Publish content in HTML where possible so that users can use browser settings that suit them best. Many publishing tools, including Word, PowerPoint, Excel, LibreOffice and InDesign, provide built in options for accessibility. They can also help you convert to accessible PDFs, but PDFs can be difficult for those using assistive technologies; consider carefully what will best meet your audience’s needs. You may need some clean-up in Acrobat after converting to PDF.
Use an accessibility checker to ensure your document meets accessibility standards before uploading.
You can also download the free NVDA screen reader to see how your document appears to those using assistive technology. You do not need to install this on your computer, as the programme can be run directly from the downloaded file.
Web editors should consider carefully whether information needs to be published in a PDF, as PDFs can present problems for screen reading software. If publishing a PDF is the most appropriate option, there are steps you must take to maximise the accessibility of your document.

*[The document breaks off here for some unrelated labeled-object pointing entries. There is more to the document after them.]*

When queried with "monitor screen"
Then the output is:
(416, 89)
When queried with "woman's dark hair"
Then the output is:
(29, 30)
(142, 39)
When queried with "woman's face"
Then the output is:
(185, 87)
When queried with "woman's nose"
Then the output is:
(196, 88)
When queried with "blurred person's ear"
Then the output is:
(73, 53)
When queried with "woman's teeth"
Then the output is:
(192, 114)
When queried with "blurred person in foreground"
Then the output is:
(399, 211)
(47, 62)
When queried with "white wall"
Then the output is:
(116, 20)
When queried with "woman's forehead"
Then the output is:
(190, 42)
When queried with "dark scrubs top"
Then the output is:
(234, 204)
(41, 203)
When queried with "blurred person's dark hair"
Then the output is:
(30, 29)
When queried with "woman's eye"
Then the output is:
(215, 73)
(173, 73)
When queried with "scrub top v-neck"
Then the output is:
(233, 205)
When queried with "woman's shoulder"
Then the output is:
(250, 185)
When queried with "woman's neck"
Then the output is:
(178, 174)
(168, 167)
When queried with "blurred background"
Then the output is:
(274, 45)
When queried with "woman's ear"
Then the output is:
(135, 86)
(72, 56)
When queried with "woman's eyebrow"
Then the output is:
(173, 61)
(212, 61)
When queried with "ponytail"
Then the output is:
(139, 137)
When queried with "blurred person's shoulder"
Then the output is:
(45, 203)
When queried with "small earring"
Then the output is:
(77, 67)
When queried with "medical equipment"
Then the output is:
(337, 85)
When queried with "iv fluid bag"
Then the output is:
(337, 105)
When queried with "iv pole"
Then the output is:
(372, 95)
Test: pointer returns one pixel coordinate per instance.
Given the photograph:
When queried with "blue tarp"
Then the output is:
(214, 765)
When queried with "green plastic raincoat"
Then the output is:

Screen readers need PDFs to be tagged and ordered so that they can communicate the structure of the PDF (headings, links, reading order) as well as the content (your actual text and replacement text for images). This also helps people who choose to strip out the formatting and reflow the text to be able to see content in the correct order.
Use the tools in your publishing software (Word, PowerPoint, Excel, InDesign etc) and follow the principles above to prepare your document for converstion to PDF, then use an accessibility checker and Acrobat to do a final check and clean up.
For further information on using Word to create PDFs, please see Microsoft's own guidance on accessibility and Word.
To provide orientation for readers who use screen reading software make sure headings and subheadings are marked correctly. This information is then translated when you create a PDF.
It is not enough to change the font size or font weight of headings to distinguish it from normal text.
Instead use the Styles and Formatting menu to create and apply headings to text items. Simply mark the text that will be your heading and select Heading 1, Heading 2 and so on from the list of styles in the ‘Home’ section of the Word menu. These pre-set styles can be modified to your needs via right click.
To ensure lists are being transformed correctly into your PDF and then understood by screen reading software, make sure to use the bullets or numbering options provided by Word, rather than just using paragraphing.
- Item number 1
- Item number 2
Item number 4
Do not insert the full URL when providing hyperlinks, especially if it is very long. Instead, use a unique and descriptive link text that tells the reader what happens when they click on it. Avoid generic link text such as ‘click here’.
Readers with visual impairments find headers and footers useful for orientation within the document, especially if it contains many pages or even several chapters.
In any case, you should provide running page numbers. But additional information like chapter title and author can also be useful in longer documents.
If you are displaying your text in two or more columns, use the Page Layout menu to set this up rather than creating the layout manually with text boxes. This ensures assistive readers interpret the reading order of the document correctly.
If your document includes images or graphics that are not just decorative but contain important information, provide a description of this information - so called ‘alt text’ or ‘alternative text’. This property will be translated into the PDF and can be picked up by screen reading software.
You can find the alt text option if you right-click on an image, select ‘Format Picture’ and in the menu opening on the right hand side select ‘Layout & Properties’.
Make sure that your alt text accurately summarises any data shown in the image.
Word has only limited functionality to help screen readers interpret tables, but there are some things you can do to help.
InDesign provides tools that allow you to create tags and get a document ready for export as a PDF. You should:
Define a logical reading order
Define artifacts such as background images or decoration
Add appropriate alt text
Full guidance on InDesign accessibility is available from Adobe:
Adobe guidance on creating accessible PDFs in InDesign
General Adobe guidance on accessibility and InDesign
Your document may need some clean-up in Acrobat after converting to PDF. This more involved than fixing the original document in the underlying program, but is sometimes unavoidable.
Acrobat frequently ignores settings from other programs, meaning that many PDFs will need some form of fixing before publishing online.
This is a very quick guide; for more information, see Acrobat’s own accessibility guidance.
This will open an Accessibility Checker panel which flags all the possible issues which PDFs might have. Some of the errors Acrobat can fix on its own (if you tell it to do so), but some need manual intervention. The quickest way to try and fix errors is to right-click on the issue and select ‘Fix’, if available.
PAD has provided a list of common errors and advice on how to fix them within Acrobat.
For any other problems, see Adobe’s own PDF guidance.